# Sizwheel and dutchman



## Greystoke (Nov 4, 2012)

Swinging a big, heavy leaning, rotten White Fir, even though it did not matter, just having some fun.

[video=youtube_share;Y8bA-Iyef4w]http://youtu.be/Y8bA-Iyef4w[/video]


----------



## murphy4trees (Nov 4, 2012)

May not have gone perfectly, but that is some serious skill you got there.. it would take a good while to describe everything I saw going on there, and there is probably a lot more to it than that!

Thanks for sharing the sizwheeel... which I had heard of before but never really understood.... might try it on a hemlock or elm or something over here... I had a big heavy front leaning locust go down real slow and get pulled to the side one time, by accident and it turned out to be from a similar cause as the sizwheel... ended up having a bunch of long fibers on the left side of the hinge hold, as she came over.. 

http://www.youtube.com/watch?v=XI57_nTRkd0

It's the first stem falling at about 1:40.... it was a plunge cut and back release, fairly shallow and narrow notch.. the back release was about 12" below the face and when she started to go a lot of fibers on the left side of the hinge held because the bar was shorter than the tree, so those fibers on the back side hadn't been touched... it really surprised me just how slowly she moved with all that front lean..


----------



## Greystoke (Nov 5, 2012)

murphy4trees said:


> May not have gone perfectly, but that is some serious skill you got there.. it would take a good while to describe everything I saw going on there, and there is probably a lot more to it than that!
> 
> Thanks for sharing the sizwheeel... which I had heard of before but never really understood.... might try it on a hemlock or elm or something over here... I had a big heavy front leaning locust go down real slow and get pulled to the side one time, by accident and it turned out to be from a similar cause as the sizwheel... ended up having a bunch of long fibers on the left side of the hinge hold, as she came over..
> 
> ...



Thanks Daniel  The sizwheel definitely has it's place in my bag of tricks.
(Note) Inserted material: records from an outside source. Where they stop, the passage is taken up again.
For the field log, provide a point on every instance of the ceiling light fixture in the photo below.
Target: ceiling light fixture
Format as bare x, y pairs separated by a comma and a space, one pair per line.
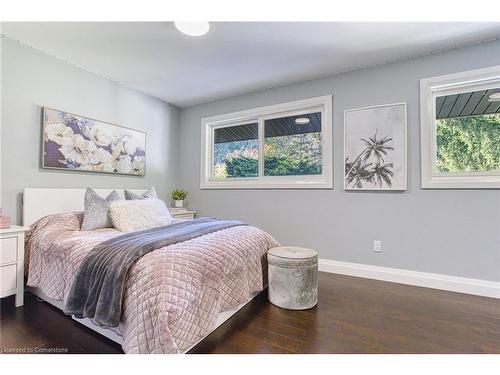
302, 121
494, 97
193, 28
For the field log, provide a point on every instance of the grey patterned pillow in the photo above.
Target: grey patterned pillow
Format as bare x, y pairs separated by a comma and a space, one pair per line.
131, 196
96, 210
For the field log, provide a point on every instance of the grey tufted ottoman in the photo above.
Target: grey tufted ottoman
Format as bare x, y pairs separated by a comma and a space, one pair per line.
293, 277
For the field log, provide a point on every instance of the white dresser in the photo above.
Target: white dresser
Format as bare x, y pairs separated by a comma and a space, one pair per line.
12, 262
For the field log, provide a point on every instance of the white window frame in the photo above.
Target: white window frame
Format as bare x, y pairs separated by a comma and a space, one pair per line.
321, 104
430, 89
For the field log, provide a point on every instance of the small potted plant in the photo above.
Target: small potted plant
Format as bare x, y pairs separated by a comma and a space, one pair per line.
178, 195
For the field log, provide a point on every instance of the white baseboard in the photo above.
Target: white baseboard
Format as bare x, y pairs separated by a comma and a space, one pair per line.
429, 280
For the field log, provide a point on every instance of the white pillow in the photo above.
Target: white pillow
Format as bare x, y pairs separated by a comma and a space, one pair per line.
129, 216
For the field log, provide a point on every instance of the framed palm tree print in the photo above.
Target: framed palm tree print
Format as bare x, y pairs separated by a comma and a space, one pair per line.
375, 148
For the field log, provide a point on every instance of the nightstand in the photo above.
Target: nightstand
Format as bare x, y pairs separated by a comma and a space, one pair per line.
12, 262
182, 213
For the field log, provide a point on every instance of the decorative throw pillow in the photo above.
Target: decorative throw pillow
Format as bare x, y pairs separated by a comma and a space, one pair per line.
132, 215
96, 210
151, 193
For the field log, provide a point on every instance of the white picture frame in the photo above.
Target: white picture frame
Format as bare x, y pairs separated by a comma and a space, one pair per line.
387, 169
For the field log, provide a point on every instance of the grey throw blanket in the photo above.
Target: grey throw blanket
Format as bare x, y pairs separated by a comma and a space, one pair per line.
98, 288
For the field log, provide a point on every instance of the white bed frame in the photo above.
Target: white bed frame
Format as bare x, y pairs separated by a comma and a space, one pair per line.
40, 202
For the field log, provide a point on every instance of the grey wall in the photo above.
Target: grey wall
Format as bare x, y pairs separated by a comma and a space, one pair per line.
454, 232
32, 79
It works better on some tree than others of course. Here is a good demonstration of how well it can work with a Red Fir which has real strong lineal fibers. It swung this tree farther than I had it gunned which is why it knocked down the little green tree...which is why there has to be a variation of the sizwheel sometimes...this was what I would call my maximum sizwheel...if that makes any sense.
[video=youtube;_FrzG5gzX7I]http://www.youtube.com/watch?v=_FrzG5gzX7I[/video]


----------



## Dalmatian90 (Nov 9, 2012)

Was there a reason for putting the yellow wedge in very loosely?
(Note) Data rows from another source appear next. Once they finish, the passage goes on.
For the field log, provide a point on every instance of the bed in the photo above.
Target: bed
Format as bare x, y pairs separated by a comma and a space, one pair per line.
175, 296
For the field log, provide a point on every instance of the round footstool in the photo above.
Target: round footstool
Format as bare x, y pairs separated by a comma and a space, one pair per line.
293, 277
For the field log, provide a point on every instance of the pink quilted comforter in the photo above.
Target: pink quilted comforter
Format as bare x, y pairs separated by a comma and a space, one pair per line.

I was thinking it might act like a flag if the tree started to set back or fall sooner then you expected, but then you took it out before I saw it move so now I'm not sure


----------



## Greystoke (Nov 10, 2012)

Dalmatian90 said:


> Was there a reason for putting the yellow wedge in very loosely?
> 
> I was thinking it might act like a flag if the tree started to set back or fall sooner then you expected, but then you took it out before I saw it move so now I'm not sure



I call it the needle guage. You can watch it, and if it goes down, then that means that the tree is going over to where it is gunned, if it goes up, then the tree is setting back. It works great.


----------



## Gologit (Nov 10, 2012)

Greystoke said:


> I call it the needle guage. You can watch it, and if it goes down, then that means that the tree is going over to where it is gunned, if it goes up, then the tree is setting back. It works great.



...and if it stays steady you can set your coffee cup on it.


----------



## 046 (Jan 2, 2013)

Greystoke said:


> I call it the needle guage. You can watch it, and if it goes down, then that means that the tree is going over to where it is gunned, if it goes up, then the tree is setting back. It works great.



nice tip...have never seen a sizwheel in action...


----------